Frequently I read a book, or a magazine article, or even a post on someone else’s blog, telling the story of some amazing contact or conversation with spirit. There are even people who communicate with spirit as easily as they do with you and me, or at least that is the impression I get. Lorna Byrne with angels, Mia Dolan with her spirit guide, Sandra Ingerman with her spirit animals, Tanis Helliwell with her leprechaun, Verena Stael von Holstein with nature spirits, Rudolf Steiner with just about all of these… I could go on! I used to wish I could do the same, thinking how it must be wonderful to have such a deep connection. No matter that I too have had some amazing experiences, although mainly whilst in a meditative state, and may well have more in the future!

However whilst reading ‘Nature Spirits of the Trees’ this week and briefly wishing I could have the same sort of conversations myself, I was reminded of a realisation I had a couple of years ago when listening to a flute solo played superbly. I wish I could play like that, I thought. And then a millisecond later I realised, actually I don’t need to play like that, she’s playing like that! I sat back and enjoyed the moment with the freedom of sixty bars rest or whatever it was, just listening. Then in the next concert, playing second horn because of being six months pregnant and losing my upper register, I was suddenly aware of the whole orchestra and my contribution within it.

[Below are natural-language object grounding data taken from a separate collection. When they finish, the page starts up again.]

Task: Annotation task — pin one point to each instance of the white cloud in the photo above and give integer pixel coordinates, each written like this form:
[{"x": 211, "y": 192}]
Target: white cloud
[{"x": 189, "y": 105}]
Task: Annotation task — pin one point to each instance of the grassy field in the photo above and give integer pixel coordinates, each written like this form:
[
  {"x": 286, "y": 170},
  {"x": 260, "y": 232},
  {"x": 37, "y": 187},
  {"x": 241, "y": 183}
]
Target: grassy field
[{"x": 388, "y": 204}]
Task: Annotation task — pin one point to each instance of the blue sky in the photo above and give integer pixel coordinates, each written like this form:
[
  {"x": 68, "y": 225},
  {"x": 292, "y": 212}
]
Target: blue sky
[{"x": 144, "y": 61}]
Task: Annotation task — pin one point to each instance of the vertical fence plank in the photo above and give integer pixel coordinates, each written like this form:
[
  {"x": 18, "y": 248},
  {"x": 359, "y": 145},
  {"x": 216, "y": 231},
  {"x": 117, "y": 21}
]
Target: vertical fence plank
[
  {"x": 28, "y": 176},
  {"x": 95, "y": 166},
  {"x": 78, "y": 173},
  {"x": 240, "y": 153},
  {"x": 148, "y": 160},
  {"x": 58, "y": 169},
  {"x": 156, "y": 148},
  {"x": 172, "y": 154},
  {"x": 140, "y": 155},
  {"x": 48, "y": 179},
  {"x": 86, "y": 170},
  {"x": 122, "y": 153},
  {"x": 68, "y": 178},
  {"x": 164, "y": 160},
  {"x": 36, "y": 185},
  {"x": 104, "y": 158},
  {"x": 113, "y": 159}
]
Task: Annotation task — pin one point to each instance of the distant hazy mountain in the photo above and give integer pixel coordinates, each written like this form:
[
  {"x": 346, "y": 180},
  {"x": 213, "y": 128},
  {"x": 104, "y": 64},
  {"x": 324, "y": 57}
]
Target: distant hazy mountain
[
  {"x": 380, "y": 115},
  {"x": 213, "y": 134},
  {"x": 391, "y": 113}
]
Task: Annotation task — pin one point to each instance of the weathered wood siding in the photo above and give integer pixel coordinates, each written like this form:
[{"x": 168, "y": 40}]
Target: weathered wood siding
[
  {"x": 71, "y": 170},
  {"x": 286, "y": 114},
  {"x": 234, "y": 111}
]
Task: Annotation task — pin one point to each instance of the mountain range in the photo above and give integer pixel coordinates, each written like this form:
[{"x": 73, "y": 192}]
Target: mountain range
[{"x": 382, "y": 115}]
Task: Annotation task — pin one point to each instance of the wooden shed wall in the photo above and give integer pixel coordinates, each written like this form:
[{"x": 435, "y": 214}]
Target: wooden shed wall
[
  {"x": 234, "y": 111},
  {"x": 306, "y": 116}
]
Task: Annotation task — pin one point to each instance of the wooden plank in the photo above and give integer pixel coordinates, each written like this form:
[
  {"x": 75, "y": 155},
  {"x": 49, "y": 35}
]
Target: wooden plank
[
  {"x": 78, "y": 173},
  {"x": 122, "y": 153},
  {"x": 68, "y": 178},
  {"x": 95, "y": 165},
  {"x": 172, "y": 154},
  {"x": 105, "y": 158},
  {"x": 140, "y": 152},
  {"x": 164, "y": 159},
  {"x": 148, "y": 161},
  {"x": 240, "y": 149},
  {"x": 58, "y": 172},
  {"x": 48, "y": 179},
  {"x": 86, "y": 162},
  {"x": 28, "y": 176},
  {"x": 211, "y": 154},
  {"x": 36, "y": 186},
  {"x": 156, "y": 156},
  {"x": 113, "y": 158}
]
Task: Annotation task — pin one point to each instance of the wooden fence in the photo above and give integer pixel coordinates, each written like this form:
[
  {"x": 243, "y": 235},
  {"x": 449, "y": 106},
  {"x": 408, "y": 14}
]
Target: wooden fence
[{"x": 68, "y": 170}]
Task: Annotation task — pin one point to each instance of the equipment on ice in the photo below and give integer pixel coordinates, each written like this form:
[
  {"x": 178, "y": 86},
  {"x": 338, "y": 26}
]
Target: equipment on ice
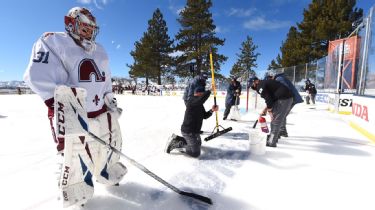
[
  {"x": 258, "y": 139},
  {"x": 225, "y": 130},
  {"x": 263, "y": 124},
  {"x": 80, "y": 125}
]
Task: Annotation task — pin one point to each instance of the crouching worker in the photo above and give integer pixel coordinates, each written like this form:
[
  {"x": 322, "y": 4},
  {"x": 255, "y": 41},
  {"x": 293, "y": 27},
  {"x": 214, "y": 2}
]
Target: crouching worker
[{"x": 191, "y": 142}]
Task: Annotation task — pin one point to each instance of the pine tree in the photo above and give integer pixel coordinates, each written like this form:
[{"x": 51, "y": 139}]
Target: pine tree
[
  {"x": 142, "y": 58},
  {"x": 161, "y": 46},
  {"x": 274, "y": 64},
  {"x": 292, "y": 50},
  {"x": 196, "y": 37},
  {"x": 244, "y": 67},
  {"x": 324, "y": 21},
  {"x": 151, "y": 56}
]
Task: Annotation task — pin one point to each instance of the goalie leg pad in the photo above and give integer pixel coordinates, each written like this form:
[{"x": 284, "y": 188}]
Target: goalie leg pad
[
  {"x": 76, "y": 173},
  {"x": 108, "y": 169}
]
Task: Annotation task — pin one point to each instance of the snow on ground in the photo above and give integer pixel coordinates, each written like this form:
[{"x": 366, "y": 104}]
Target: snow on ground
[{"x": 324, "y": 164}]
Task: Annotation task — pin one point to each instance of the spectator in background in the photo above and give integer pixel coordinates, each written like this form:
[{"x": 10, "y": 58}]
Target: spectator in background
[
  {"x": 233, "y": 96},
  {"x": 311, "y": 91}
]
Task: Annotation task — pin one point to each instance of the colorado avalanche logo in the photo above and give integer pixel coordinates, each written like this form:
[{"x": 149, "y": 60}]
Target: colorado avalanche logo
[{"x": 88, "y": 69}]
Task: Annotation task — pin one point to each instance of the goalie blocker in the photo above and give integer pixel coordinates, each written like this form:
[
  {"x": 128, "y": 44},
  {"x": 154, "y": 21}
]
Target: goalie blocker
[{"x": 83, "y": 157}]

How each player mattered individually, yet we were all part of this great organised structure, coming together to perform something we couldn’t do alone.

I am convinced that we are all connected as humans, and none of us needs to repeat what someone else has already done, unless we really want to. It is more important for us each to find our own special thing we can do. So I am grateful to Verena Stael von Holstein and Wolfgang Weirauch for taking the time to have the conversations and then writing them down for the rest of us to read; I now do not need to ask the trees the same questions. Instead, I can ask new ones based on a greater level of understanding than before I read their book, questions that are more relevant to me and my path which is different to theirs.

Ammer Veil Falls

This week it is the willow I have been most in communication with, enjoying the veil of fresh green growth, and the way that when underneath on a sunny day, it almost vanishes letting the sun reach the plants underneath. It has a very similar quality to veil falls on the Ammer in South Germany, in a completely unexpected way. (Pictured above; I’m assuming most people reading this already know what a willow looks like!)

Willow is a water tree, the weeping willow exceptionally so, through its shape, its branches, its leaves, and its choice of habitat. Standing underneath its canopy in a light shower will not keep you dry, like so many other broad-leaved trees will. Willow may rejuvenate from a branch plunged into the soil, so a tree may be very old and wise even though the wood we see may be young. This makes it relatively easy to communicate with; I have found in general that the older the tree the stronger its voice is. Willow’s soul quality is described in the book as ‘overcoming’; it teaches us how to be flexible and yet strong at the same time, as well as more direct help in the form of salicylic acid. Later in the year the leaves will form a thicker curtain, shading the undergrowth from the strong summer sun and providing a cool place to sit. However, such is its affinity with water that mud is a likely companion!